When Canadian Cycling Magazine broke the story that Cycling Canada announced it was pausing its women’s team pursuit program and would not be sending a women’s team pursuit squad to this year’s world championships in Shanghai, China, the governing body presented the news as a final decision. The response online, from the athlete’s open letter to Cycling Canada to the immediate and massive show of support for the current athletes and the team pursuit program, suggests this discussion was just getting started.
Now, five athletes from the women’s team pursuit program are filing an appeal against Cycling Canada. The CBC reports that Skyler Goudswaard, Fiona Majendie, Jenna Nestman, Lily Plante, and Justine Thomas have filed an appeal with Sport Dispute Resolution Centre of Canada. That appeal challenges Cycling Canada’s decision not to send a women’s team pursuit squad to 2026 world championships.
Selection woes at Cycling Canada
The five riders are being represented by Amanda Fowler and Dr. Emir Crowne. If those names sound familiar, it could be because they recently represented Dylan Bibic as he successfully fought Cycling Canada to race the omnium at 2025 world championships. The two cases bear some similarity, as unfair assessment and selection criteria are central to both cases.
“As reflected in public reporting, the athletes received no meaningful notice before an entire program was cut, eliminating a critical Olympic pathway,” Fowler and Dr. Crowne argue in a joint statement.
In the case of the women’s team pursuit program, though, the appeal also questions whether the athlete’s gender factored unfairly into the decision.
“The decision raises serious questions about fairness, consistency, and whether female athletes are being afforded the same opportunity to compete and progress as the men’s program,” Fowler and Dr.
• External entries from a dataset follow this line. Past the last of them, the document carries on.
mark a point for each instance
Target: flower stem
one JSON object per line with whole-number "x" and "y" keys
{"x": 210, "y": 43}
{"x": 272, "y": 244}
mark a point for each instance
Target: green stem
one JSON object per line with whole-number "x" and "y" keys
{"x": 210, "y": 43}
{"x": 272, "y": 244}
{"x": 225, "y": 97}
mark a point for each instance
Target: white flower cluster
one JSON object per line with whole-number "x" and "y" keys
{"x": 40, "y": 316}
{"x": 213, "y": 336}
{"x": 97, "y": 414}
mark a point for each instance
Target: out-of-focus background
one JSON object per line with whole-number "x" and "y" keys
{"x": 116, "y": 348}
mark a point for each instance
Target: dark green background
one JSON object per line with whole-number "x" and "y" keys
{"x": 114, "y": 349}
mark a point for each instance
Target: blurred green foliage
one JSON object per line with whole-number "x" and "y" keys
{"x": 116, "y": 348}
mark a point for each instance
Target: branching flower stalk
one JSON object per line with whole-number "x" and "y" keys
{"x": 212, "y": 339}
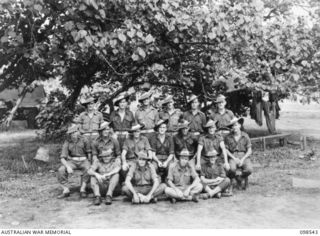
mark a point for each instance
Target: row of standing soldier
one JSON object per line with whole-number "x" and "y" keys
{"x": 184, "y": 155}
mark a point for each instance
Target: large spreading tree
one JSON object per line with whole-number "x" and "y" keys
{"x": 182, "y": 45}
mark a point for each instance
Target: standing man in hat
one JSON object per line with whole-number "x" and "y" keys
{"x": 183, "y": 181}
{"x": 211, "y": 142}
{"x": 75, "y": 155}
{"x": 147, "y": 115}
{"x": 162, "y": 148}
{"x": 185, "y": 140}
{"x": 142, "y": 183}
{"x": 239, "y": 149}
{"x": 196, "y": 118}
{"x": 171, "y": 114}
{"x": 222, "y": 115}
{"x": 106, "y": 164}
{"x": 122, "y": 119}
{"x": 133, "y": 144}
{"x": 90, "y": 120}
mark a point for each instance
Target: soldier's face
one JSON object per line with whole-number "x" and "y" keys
{"x": 105, "y": 132}
{"x": 146, "y": 102}
{"x": 184, "y": 160}
{"x": 75, "y": 135}
{"x": 162, "y": 129}
{"x": 212, "y": 130}
{"x": 170, "y": 105}
{"x": 236, "y": 127}
{"x": 221, "y": 105}
{"x": 142, "y": 162}
{"x": 184, "y": 131}
{"x": 90, "y": 107}
{"x": 123, "y": 104}
{"x": 136, "y": 133}
{"x": 212, "y": 160}
{"x": 195, "y": 104}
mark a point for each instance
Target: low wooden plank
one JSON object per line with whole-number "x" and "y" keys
{"x": 305, "y": 183}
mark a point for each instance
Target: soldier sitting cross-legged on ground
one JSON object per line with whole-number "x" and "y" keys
{"x": 106, "y": 164}
{"x": 142, "y": 184}
{"x": 213, "y": 176}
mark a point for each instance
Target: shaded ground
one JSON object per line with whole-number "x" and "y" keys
{"x": 28, "y": 197}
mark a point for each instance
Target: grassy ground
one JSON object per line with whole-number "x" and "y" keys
{"x": 29, "y": 196}
{"x": 28, "y": 192}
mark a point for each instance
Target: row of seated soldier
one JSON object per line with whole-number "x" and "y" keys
{"x": 173, "y": 155}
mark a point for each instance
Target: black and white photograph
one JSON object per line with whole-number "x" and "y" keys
{"x": 159, "y": 114}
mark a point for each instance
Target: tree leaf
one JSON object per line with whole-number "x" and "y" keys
{"x": 212, "y": 35}
{"x": 102, "y": 13}
{"x": 89, "y": 40}
{"x": 149, "y": 39}
{"x": 135, "y": 57}
{"x": 4, "y": 39}
{"x": 37, "y": 7}
{"x": 141, "y": 52}
{"x": 122, "y": 37}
Crowne added.
As has been pointed out repeatedly, Cycling Canada has cancelled the women’s team pursuit program, but not the men’s. This despite the women’s program being, historically, the much more successful of the two programs.
A matter of performance?
In a conversation with Canadian Cycling Magazine, Cycling Canada CEO Mathieu Boucher argued that, while the news may not have been communicated in the best way, the decision to cut the women’s team pursuit program was made on the basis of performance.
Kevin Field, a past head of performance strategy at Cycling Canada and a past DS to numerous pro teams, told Canadian Cycling Magazine that the decision and the way it was communicated reveal larger problems at the national sport organisation.
“Whether it’s a private team or a national sports organizations high-performance (NSO HP) program, there is a duty of athlete care and a responsibility to handle these kinds of decisions with humanity, competence and dignity,” Field says, referring to the way Cycling Canada made and communicated its decision.
That points to a larger, ongoing issue Field sees at the organization that extends beyond the women’s team pursuit program.
“I don’t actually think the central issue is women’s team pursuit specifically. I think it’s whether the system is coherent,” Field told CCM. “Do people understand how decisions are made? Do they believe the standards are applied consistently?Do athletes feel supported when things go wrong? Right now, it feels like there’s a gap between performance language and lived understanding. And that gap appears to create mistrust.”